Make: Clip-On Clothespin Cicadas for Kids

They’re baaaa-aaaack…! In different parts of the US this week the Brood X Cicadas are beginning to emerge! Here in Minnesota, we won’t be seeing this particular species, but back in my old state of Ohio, they’re expecting a total invasion. Not wanting to miss out on the fun, I made our own set of bug-eyed clip-on clothespin cicadas – a perfect kids craft substitute for those who might find the real things a little too creepy and crawly to observe up close.

These DIY clothespin cicadas clip on to anything and make the cutest summer nature craft for kids. | from barley & birch

Our clothespin variety may not make their own relaxing summery noises, but they DO mimic another trait I’ve noticed in my many summers of cicada observation… these little guys grab on to anything and everything! My last couple of summers in Ohio were years of larger than normal cicada populations. They’d fall out of trees, pop out of bushes, cling onto the window screens, and by the middle of their season, we’d find their empty shells hanging EVERYWHERE.

PRESS PLAY TO SEE OUR CLOTHESPIN CICADAS IN ACTION

We’ve had an embarrassing amount of fun this week moving our cicadas around to different parts of the house for surprise insect sightings. Some of us appreciate the clip-on feature much more than others…! 😉 There are a billion ways to make these cicadas look exactly like the kind YOU see where you are, so read through the whole tutorial for some simple ideas to help you create your very own cicada brood!

For more adventures in recycled insect crafting, turn old crayons into a beautiful flutter of melted crayon butterflies! You could also create a DIY bug observation box to house your cicadas, or use a cardboard box and recycled plastic to build a play pet tank and artful cicada habitat!

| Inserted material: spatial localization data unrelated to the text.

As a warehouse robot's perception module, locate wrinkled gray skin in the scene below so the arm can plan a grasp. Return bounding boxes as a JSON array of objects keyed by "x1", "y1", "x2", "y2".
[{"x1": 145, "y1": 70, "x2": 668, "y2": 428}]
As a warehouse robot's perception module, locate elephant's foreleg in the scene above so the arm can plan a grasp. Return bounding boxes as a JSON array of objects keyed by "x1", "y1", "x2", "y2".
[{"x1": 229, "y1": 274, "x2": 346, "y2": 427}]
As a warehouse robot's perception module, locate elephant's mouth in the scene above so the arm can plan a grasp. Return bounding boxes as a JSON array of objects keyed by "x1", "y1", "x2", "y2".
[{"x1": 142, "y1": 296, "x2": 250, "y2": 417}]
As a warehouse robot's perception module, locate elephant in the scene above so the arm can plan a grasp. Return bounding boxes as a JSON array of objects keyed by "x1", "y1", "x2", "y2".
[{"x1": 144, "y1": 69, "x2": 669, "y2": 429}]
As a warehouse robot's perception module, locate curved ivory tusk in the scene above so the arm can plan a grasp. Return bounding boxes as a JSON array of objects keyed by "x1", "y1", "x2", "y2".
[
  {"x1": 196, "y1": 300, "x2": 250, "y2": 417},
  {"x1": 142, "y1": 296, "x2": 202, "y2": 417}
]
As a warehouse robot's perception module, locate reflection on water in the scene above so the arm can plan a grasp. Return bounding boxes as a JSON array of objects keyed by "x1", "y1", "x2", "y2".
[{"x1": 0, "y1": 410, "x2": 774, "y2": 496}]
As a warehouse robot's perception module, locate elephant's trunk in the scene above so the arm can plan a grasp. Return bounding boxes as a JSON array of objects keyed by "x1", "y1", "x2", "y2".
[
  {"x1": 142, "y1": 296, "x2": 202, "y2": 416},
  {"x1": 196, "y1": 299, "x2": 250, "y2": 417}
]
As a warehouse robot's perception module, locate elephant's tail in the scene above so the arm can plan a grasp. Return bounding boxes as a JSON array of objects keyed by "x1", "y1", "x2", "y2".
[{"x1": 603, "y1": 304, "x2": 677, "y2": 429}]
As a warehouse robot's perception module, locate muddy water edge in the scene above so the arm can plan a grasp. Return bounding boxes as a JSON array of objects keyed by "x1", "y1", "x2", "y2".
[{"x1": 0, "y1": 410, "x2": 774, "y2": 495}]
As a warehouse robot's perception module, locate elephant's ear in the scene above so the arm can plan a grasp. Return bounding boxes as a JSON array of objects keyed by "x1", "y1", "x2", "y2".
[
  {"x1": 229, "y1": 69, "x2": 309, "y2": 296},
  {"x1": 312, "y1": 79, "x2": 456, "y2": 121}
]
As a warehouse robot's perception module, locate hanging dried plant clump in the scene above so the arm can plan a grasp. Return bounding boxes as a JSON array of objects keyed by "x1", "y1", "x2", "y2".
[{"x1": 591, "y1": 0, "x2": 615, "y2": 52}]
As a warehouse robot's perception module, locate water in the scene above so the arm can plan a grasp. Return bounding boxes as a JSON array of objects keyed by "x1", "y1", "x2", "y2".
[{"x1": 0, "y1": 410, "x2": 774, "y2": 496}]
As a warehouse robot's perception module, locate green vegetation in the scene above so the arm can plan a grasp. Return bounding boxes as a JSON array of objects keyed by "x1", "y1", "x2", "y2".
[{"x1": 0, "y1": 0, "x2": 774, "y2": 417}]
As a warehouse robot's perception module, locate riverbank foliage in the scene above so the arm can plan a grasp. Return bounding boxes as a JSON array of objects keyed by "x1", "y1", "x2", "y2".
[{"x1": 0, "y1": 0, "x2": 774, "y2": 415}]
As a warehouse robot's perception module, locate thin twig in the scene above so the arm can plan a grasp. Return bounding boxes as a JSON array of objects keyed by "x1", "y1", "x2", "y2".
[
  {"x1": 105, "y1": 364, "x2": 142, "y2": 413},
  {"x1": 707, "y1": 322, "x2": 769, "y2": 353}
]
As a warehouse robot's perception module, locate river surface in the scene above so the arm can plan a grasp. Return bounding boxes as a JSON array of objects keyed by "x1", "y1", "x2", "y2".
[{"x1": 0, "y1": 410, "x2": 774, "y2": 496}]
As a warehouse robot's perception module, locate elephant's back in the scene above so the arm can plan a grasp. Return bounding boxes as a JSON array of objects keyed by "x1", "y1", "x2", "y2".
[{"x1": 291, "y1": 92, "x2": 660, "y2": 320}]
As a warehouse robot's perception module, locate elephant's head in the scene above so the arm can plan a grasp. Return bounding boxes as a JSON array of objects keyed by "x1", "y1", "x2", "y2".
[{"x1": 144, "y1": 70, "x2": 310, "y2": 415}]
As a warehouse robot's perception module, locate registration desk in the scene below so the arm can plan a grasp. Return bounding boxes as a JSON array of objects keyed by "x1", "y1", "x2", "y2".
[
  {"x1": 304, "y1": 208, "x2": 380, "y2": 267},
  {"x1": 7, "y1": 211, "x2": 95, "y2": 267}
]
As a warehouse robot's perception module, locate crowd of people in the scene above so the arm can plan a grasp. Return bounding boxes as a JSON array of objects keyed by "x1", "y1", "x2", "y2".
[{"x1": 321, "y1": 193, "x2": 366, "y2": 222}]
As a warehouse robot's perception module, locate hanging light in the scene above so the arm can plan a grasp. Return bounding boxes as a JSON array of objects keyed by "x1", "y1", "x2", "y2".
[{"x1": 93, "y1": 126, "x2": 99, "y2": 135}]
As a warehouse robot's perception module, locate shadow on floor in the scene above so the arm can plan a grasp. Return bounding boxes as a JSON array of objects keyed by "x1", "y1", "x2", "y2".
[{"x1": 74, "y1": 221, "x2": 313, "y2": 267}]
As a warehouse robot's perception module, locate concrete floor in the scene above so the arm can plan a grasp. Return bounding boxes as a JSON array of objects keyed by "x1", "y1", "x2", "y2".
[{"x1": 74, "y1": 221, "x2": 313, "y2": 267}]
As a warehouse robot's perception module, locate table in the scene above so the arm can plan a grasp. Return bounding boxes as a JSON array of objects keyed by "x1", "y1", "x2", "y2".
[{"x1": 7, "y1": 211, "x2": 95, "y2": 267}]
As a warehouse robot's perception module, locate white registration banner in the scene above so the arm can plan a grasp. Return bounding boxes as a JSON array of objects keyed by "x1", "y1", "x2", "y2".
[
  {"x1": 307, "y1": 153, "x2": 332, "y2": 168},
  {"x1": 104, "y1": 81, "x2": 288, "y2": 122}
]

For your own DIY clothespin cicadas you’ll need:

Note: We prefer to shop locally or use what we have at home, but this list contains a few Woodpeckers Crafts and/or Amazon affiliate links for reference. As Amazon Associates, we make a small commission on qualifying purchases.*

BASIC SUPPLIES:

  • A plastic spoon
  • A clothespin
  • A cereal box side, scrap cardboard, heavy cardstock, or watercolor paper
  • Scissors (I love this kind for cutting plastic and cardboard!)
  • Acrylic or tempera paint and a paintbrush
  • Two small pieces of tissue paper
  • A pipe cleaner
  • A glue gun or craft glue

OPTIONAL:

DIY Clothespin Cicada Instructions:

  1. Gather your supplies

    Gather up all the basic materials. You’ll need a plastic spoon (it doesn’t have to be black!), a couple of small pieces of tissue paper, 1 pipe cleaner cut in half, a clothespin, a scrap piece of paper (optional), and wings. You can print our free template, or just free-cut simple wing shapes like ours out of a cereal box, scrap cardboard, watercolor paper, or heavy cardstock.
    Gather the basic supplies you'll need to make your DIY clothespin cicada.
    There are lots of ways you can make substitutions or omit certain pieces if you don’t have the particular supplies we used – for instance, you can use beads, pieces of painted cereal box, or anything small and round for the eyes. The pipe cleaner legs aren’t necessary if you don’t have one handy, and you can print the full-color version of our wings onto watercolor paper or heavy cardstock if you’d rather not deal with paint.

  2. Paint your clothespin (optional)

    We prepped by painting our clothespin black so it would blend in with the spoon and look like part of the body if seen from the bottom or side, but most of the clothespin is covered, so you can skip this step if you’d like to speed up the process!
    Paint your clothespin to blend in with the body of the cicada.

  3. Cut off the handle of your plastic spoon

    Carefully cut off the handle of your spoon (adults may need to help with this step). Save the bowl-shaped end (this is going to create the head of our cicada!). Roll your pieces of tissue paper into two tight, round balls – these will be our cicadas eyes.
    Cut the handle off of your spoon and roll the tissue paper into small balls for eyes.
    Note: If cutting the plastic spoon created sharp edges, you can run a small piece of sandpaper or a nail file around the edges of the spoon to smooth them.

  4. Paint your cicada’s wings

    We used a toothbrush loaded with a bit of colorful paint to create our multi-colored speckled wings. Dip into water, load with a bright paint color, then drag your finger across the top for cool flecks of color! We used layers of yellow, green, black, and white to speckle our wings.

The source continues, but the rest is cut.